The present AliEn framework consists 13 clusters in 9 sites distributed world-wide, including sites from CERN (Switzerland), CCIN2P3 (France), LBL (USA), Bari, Catania, Padova, Torino (Italy), OSC, NIKHEF (The Netherlands).

In 2001 this collaboration ran a data-challenge corresponding to 10⁵ CPU hours and up to 300 concurrently running jobs. During this five weeks test period 5682 events were validated of which 118 has failed (2%). These jobs have generated 5TB data at the sites with mass storage capability (CERN 73%, CCIN2P3 14%, LBL 14%, OSC 1%).

Since this data-challenge the new collaborators started the installation in GSI-Darmstadt, Karlsruhe (Germany), Dubna (Russia), Nantes (France), Zagreb (Croatia), Birmingham (UK), Calcutta (India) and Budapest (Hungary).

Hungarian participation

The Hungarian participation is based on the DemoGRID project. The basic aim of the DemoGRID project is to investigate the existing and planned realizations of the grid-like environments. This is a rapidly evolving field. At the moment one doesn't know whether exists an all-embracing universal grid framework, which is optimal for each type of applications. Some participants of the DemoGRID project are basic research oriented and it is not guaranteed that the commercial systems will satisfy their needs. The AliEn framework provides an ideal testing ground for them, because it is tailored to this specific application domain.

The Hungarian participants want to provide similar computing resources to the other international participants.
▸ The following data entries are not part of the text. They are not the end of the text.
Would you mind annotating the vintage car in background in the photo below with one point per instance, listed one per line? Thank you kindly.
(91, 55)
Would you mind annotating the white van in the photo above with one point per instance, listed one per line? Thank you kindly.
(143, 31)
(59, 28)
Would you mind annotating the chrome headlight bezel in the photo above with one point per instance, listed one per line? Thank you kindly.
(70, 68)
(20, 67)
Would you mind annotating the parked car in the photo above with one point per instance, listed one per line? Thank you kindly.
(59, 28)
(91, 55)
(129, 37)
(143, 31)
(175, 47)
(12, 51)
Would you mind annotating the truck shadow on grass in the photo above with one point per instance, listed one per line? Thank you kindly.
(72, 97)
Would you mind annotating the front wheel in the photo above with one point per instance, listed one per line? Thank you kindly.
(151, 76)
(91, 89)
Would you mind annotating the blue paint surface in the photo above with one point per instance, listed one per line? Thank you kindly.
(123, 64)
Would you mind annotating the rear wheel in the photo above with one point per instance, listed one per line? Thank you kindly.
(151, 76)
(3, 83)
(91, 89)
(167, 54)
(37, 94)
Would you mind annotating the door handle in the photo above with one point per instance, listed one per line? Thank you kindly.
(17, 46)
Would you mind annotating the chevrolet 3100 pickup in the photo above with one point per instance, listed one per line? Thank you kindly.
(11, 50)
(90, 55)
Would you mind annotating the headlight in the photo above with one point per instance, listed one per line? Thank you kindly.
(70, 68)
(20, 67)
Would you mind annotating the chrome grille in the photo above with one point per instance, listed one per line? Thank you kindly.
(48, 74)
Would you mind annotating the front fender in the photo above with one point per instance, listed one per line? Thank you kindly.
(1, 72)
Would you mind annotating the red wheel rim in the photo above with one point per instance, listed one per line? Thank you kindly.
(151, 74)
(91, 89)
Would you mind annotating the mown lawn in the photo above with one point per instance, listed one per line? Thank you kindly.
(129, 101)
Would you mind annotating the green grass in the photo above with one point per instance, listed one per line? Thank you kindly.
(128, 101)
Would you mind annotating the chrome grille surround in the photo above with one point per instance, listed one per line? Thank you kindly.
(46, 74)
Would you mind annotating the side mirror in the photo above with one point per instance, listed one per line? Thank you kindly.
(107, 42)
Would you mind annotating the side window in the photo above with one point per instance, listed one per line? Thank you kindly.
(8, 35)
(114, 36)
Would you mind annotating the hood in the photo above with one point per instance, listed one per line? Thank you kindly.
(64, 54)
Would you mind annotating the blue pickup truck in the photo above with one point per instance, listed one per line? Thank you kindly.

KFKI/RMKI will install a 1 TB storage system and ELTE makes available its computer cluster consisting of 25 PCs.

The Hungarian participants will also investigate the installation and administration processes of this previously RedHat Linux distribution oriented framework in a Debian environment.

Future plans

The next step is to repeat the previous data-challenge in a five times larger scale:

Up to 1000 concurrently running jobs.
One month of sustained production.
25 TB storage world-wide.

The essence of this challenge is to produce data for real physics applications.